# **RAG**

**Imports**

In [1]:
import os
import dotenv
dotenv.load_dotenv(".env")

from opentelemetry import trace
tracer = trace.get_tracer(__name__)

In [None]:
from azure.ai.projects import AIProjectClient
from azure.ai.projects.models import ConnectionType
from azure.identity import DefaultAzureCredential
from azure.core.credentials import AzureKeyCredential
from azure.search.documents import SearchClient

# create a project client using environment variables loaded from the .env file
project = AIProjectClient.from_connection_string(
    conn_str=os.environ["PROJECT_CONNECTION_STRING"], credential=DefaultAzureCredential()
)

# create a vector embeddings client that will be used to generate vector embeddings
chat = project.inference.get_chat_completions_client()
embeddings = project.inference.get_embeddings_client()
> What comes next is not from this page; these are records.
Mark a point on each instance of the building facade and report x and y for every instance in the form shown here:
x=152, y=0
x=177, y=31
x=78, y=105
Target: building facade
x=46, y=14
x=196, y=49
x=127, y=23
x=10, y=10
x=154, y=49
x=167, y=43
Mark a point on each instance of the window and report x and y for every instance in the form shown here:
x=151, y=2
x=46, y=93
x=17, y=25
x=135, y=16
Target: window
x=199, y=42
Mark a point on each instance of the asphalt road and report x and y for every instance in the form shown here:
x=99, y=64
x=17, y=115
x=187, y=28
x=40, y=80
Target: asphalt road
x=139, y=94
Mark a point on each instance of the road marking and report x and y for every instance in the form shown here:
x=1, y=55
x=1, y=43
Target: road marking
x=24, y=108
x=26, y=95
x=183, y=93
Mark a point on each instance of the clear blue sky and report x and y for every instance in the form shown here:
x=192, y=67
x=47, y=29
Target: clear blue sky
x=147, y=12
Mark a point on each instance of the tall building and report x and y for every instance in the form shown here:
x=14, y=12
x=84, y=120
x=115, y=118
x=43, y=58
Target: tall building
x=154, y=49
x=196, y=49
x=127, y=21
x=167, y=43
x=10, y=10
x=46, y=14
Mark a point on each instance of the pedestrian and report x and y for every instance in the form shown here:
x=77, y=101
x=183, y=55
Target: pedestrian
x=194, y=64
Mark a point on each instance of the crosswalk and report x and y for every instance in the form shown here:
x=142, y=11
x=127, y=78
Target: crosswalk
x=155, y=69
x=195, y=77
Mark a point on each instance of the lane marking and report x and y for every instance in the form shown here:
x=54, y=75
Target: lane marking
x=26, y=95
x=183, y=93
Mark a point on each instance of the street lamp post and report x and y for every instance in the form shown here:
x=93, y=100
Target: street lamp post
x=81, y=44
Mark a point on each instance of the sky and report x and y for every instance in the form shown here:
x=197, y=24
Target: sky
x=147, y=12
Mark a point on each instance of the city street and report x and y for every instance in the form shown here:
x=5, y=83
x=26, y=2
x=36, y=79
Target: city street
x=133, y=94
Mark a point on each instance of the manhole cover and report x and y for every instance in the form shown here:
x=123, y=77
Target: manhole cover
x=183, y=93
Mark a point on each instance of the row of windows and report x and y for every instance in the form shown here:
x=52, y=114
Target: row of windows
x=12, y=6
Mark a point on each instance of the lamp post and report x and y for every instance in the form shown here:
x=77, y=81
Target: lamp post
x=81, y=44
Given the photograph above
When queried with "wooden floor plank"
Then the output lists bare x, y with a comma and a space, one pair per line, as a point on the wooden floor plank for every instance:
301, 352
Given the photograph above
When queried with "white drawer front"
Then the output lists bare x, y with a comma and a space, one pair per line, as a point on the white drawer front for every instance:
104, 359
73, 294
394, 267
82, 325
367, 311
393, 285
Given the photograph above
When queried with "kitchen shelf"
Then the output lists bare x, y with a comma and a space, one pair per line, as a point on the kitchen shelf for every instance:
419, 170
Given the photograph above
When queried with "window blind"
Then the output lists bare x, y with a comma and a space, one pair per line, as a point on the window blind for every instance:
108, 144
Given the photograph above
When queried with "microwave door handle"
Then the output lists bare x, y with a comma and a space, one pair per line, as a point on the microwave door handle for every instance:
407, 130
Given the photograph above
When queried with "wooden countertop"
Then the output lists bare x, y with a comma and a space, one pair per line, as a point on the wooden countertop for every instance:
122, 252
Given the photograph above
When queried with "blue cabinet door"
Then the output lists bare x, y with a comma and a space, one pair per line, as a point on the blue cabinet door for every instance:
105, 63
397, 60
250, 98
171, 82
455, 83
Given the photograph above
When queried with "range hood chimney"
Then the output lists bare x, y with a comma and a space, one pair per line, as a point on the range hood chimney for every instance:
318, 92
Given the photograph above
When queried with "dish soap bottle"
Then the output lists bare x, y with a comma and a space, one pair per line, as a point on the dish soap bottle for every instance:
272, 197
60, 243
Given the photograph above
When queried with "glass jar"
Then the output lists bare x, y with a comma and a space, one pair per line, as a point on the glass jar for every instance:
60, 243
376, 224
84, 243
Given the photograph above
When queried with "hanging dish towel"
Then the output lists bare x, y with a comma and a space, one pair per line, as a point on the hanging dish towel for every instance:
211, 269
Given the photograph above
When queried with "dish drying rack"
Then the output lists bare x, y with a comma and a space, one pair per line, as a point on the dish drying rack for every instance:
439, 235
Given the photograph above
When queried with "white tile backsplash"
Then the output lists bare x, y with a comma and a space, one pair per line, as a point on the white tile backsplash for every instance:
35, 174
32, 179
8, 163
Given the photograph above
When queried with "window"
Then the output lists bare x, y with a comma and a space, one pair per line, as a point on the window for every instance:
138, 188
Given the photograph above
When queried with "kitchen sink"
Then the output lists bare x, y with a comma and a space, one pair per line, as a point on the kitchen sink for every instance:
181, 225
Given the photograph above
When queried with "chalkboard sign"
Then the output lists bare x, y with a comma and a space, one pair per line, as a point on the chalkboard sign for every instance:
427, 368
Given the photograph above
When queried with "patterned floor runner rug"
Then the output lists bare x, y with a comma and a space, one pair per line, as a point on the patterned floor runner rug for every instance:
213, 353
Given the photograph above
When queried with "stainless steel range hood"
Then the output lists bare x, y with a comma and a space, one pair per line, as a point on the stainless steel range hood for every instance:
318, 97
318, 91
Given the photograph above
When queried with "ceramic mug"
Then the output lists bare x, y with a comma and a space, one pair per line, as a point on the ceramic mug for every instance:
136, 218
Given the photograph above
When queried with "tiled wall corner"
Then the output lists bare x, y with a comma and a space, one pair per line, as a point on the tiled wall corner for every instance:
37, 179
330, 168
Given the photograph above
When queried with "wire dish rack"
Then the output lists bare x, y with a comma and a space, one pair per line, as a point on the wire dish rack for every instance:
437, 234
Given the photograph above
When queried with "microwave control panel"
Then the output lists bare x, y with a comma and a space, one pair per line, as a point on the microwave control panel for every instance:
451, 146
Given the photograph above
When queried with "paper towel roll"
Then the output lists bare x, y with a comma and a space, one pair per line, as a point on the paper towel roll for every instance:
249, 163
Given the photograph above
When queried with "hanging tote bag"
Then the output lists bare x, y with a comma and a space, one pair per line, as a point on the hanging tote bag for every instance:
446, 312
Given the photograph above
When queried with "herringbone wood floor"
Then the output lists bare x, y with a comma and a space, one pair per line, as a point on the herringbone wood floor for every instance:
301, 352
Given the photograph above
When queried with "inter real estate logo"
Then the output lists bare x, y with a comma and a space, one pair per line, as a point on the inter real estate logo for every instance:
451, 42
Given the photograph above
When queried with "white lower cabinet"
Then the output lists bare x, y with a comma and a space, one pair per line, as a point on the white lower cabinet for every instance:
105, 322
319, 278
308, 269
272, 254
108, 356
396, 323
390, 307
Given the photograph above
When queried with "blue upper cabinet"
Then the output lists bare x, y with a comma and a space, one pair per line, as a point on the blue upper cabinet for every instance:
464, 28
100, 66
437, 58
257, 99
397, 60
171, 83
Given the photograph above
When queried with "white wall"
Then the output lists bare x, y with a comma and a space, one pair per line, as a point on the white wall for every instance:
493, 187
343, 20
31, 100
# use the project client to get the default search connection
search_connection = project.connections.get_default(
    connection_type=ConnectionType.AZURE_AI_SEARCH, include_credentials=True
)

# Create a search index client using the search connection
# This client will be used to create and delete search indexes
search_client = SearchClient(
    index_name=os.environ["SEARCH_INDEX_NAME"],
    endpoint=search_connection.endpoint_url,
    credential=AzureKeyCredential(key=search_connection.key),
)

### **RETRIEVAL**

**INTENT SYSTEM MESSAGE**

In [None]:
from azure.ai.inference.models import UserMessage, SystemMessage

# Define your INTENT_SYSTEM_PROMPT correctly with escaped braces
INTENT_SYSTEM_PROMPT = """
    # Intent Mapping System

    Your task is to understand the user's query and map it to a search intent.
    
    For example, if a user asks about "attention mechanisms in transformers", 
    create a search query like "attention mechanism transformer architecture neural networks".
    
    Avoid phrases like "I want" or "tell me about". Just provide keywords.
    
    The user's conversation history is:
    {conversation_history}
    
    Return only the search query, nothing else. Use the format: 
    {{"intent": "your search query here"}}
"""

# Then fix your get_intent_system_message function to properly escape the curly braces in the output
def get_intent_system_message(conversation_history):
    return SystemMessage(INTENT_SYSTEM_PROMPT.format(conversation_history=conversation_history)) 

**RETRIEVE DOCUMENTS**

In [5]:
from azure.search.documents.models import VectorizedQuery
import json

@tracer.start_as_current_span(name="get_product_documents")
def get_product_documents(messages: list, top: int=3) -> dict:
    intent_query_response = chat.complete(
        model=os.environ["chatModel"],
        messages=[get_intent_system_message(messages)]
    )

    enhanced_search_query = json.loads(intent_query_response.choices[0].message.content)["intent"]
    
    embedding = embeddings.embed(model=os.environ["embeddingModel"], input=enhanced_search_query)
    search_vector = embedding.data[0].embedding
    vector_query = VectorizedQuery(vector=search_vector, k_nearest_neighbors=50, fields="text_vector")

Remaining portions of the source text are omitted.